The original OptCom algorithm solves the multi-objective problem:

$$ \begin{align} \text{maximize } & \tilde{v}_{biomass} = \sum_i b_i/B v^i_{biomass}\\ & s.t. \forall i: \text{ maximize } v^i_{biomass} \end{align} $$

micom can solve this problem using a dualization approach where the dual formulation is appended to the linear problem and strong duality is enforced to transform objectives into additional constraints. However, that is slow and there may be weak pareto optimality.

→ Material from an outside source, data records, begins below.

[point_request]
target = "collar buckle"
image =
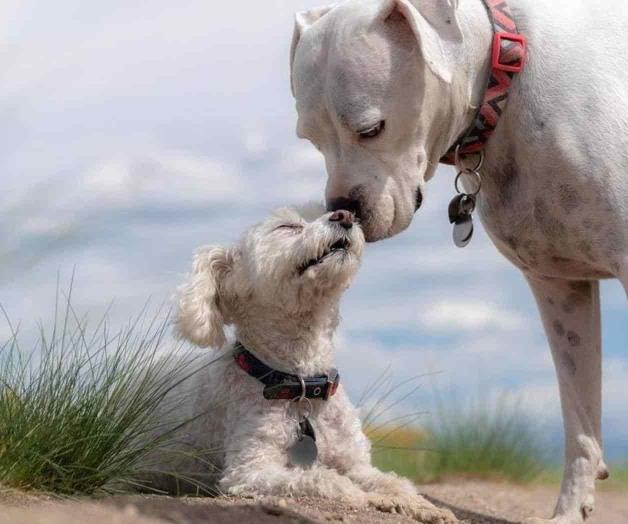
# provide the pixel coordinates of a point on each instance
(509, 52)
(333, 378)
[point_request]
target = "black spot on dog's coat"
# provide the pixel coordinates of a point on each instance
(559, 329)
(568, 197)
(573, 338)
(569, 363)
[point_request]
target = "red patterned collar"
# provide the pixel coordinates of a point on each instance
(508, 59)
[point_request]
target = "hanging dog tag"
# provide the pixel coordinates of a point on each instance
(304, 451)
(460, 210)
(463, 231)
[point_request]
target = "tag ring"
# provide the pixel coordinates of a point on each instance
(458, 162)
(468, 172)
(303, 390)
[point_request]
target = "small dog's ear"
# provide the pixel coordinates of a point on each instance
(302, 21)
(201, 315)
(435, 28)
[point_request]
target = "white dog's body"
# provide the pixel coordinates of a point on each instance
(554, 196)
(280, 290)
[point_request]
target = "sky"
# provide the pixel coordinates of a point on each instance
(132, 135)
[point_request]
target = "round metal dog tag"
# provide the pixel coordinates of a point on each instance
(463, 231)
(303, 452)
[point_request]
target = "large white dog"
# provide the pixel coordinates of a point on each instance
(280, 288)
(384, 88)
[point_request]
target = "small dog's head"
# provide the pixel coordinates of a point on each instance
(296, 263)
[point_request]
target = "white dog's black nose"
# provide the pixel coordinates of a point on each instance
(343, 217)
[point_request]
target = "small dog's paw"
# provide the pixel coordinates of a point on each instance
(416, 507)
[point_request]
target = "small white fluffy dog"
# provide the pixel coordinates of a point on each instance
(280, 289)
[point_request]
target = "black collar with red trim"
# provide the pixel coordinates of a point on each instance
(508, 58)
(285, 386)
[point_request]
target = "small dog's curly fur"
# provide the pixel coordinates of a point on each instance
(280, 288)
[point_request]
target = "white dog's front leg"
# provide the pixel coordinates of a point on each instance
(259, 467)
(391, 493)
(571, 316)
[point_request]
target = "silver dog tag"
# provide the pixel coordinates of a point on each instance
(304, 452)
(463, 231)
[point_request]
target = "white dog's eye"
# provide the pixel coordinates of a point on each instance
(373, 131)
(294, 227)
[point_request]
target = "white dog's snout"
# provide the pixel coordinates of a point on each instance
(343, 218)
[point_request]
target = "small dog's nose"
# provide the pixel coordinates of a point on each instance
(345, 204)
(343, 217)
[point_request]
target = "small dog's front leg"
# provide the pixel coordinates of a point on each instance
(257, 466)
(267, 478)
(391, 493)
(571, 316)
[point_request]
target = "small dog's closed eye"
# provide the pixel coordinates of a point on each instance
(274, 407)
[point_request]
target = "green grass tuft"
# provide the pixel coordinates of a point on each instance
(475, 440)
(77, 411)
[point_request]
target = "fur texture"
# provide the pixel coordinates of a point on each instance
(554, 198)
(279, 289)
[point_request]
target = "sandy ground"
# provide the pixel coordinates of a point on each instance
(474, 502)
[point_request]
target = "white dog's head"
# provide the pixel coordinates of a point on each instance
(374, 82)
(292, 266)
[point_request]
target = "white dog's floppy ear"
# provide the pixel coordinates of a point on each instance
(200, 314)
(303, 20)
(435, 27)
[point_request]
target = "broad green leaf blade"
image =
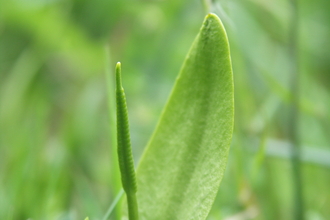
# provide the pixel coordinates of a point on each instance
(181, 169)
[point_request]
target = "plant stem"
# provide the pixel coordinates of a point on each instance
(126, 163)
(295, 112)
(115, 177)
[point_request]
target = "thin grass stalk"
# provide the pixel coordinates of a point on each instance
(295, 112)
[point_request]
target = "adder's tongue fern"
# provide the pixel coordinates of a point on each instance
(126, 162)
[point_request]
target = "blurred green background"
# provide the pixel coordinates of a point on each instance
(57, 139)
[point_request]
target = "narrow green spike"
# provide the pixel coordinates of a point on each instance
(125, 156)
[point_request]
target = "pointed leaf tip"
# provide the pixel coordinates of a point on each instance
(180, 171)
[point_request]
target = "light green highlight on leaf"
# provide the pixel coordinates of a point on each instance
(181, 170)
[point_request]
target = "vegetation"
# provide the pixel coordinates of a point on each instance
(58, 155)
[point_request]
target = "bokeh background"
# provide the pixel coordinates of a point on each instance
(57, 155)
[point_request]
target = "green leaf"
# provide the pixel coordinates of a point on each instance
(182, 167)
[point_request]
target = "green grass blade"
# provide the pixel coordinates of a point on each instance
(125, 157)
(181, 170)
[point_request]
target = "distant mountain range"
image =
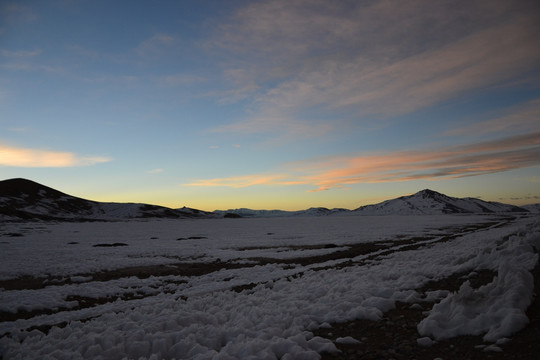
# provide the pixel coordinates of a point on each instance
(22, 199)
(430, 202)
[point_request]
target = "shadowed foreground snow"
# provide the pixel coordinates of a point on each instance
(200, 317)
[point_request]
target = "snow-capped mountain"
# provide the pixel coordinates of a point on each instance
(430, 202)
(250, 213)
(22, 199)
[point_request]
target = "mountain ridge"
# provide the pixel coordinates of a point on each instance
(22, 199)
(429, 202)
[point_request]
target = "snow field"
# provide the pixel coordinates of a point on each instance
(199, 318)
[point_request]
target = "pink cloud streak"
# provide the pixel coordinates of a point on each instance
(452, 162)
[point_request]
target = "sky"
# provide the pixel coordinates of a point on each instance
(272, 104)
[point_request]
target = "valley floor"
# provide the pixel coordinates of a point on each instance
(338, 287)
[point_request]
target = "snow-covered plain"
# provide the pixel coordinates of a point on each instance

As quick alternative one could define lower bounds for the the individual biomass objectives and enforce those, yielding a single objective

$$ \begin{align} \text{maximize } & \tilde{v}_{biomass} = \sum_i b_i/B v^i_{biomass}\\ & s.t. \forall i: v^i_{biomass} \geq lb^i_{biomass} \end{align} $$

In order to simplify the problem a bit, micom defines an additional partial objective called "cooperativity cost" which quantifies how much of their own growth the entire population has to sacrifice in order to optimize the growth of the community. Given the individual maximal growth $v^i_{max}$ for each member of the community cooperativity cost is defined as:

$$ \sum_i (v^i_{max} - v^i_{biomass})^2. $$

The quadratic term favours small deviations over larger ones. Alternatively, the cooperativity cost can also be formulated as a linear term

$$ \sum_i \left|v^i_{max} - v^i_{biomass}\right| = \sum_i (v^i_{max} - v^i_{biomass}). $$

micom can again solve the multi-objective case where community growth is maximized at the same time where the cooperativity cost is minimized. However, this again uses dualization and is slow. A faster approach can be obtained by using scalarization approach. Here, we combine both objectives into a single one:

$$ \text{maximize } (1 - \alpha)\cdot\tilde{v}_{biomass} - \alpha\cdot\sum_i (v^i_{max} - v^i_{biomass})^2 $$

Here, $0 \geq \alpha \leq 1$ defines the tradeoff between individual and community growth. Again one could also use the linear term for the cooperativity cost. This does not require dualization and is fast. In fact, even trying out several possible values for $\alpha$ will usually be faster than the dualized version allowing to plot the tradeoff against the community growth and the cooperativity cost (thus evaluating the entire Pareto front).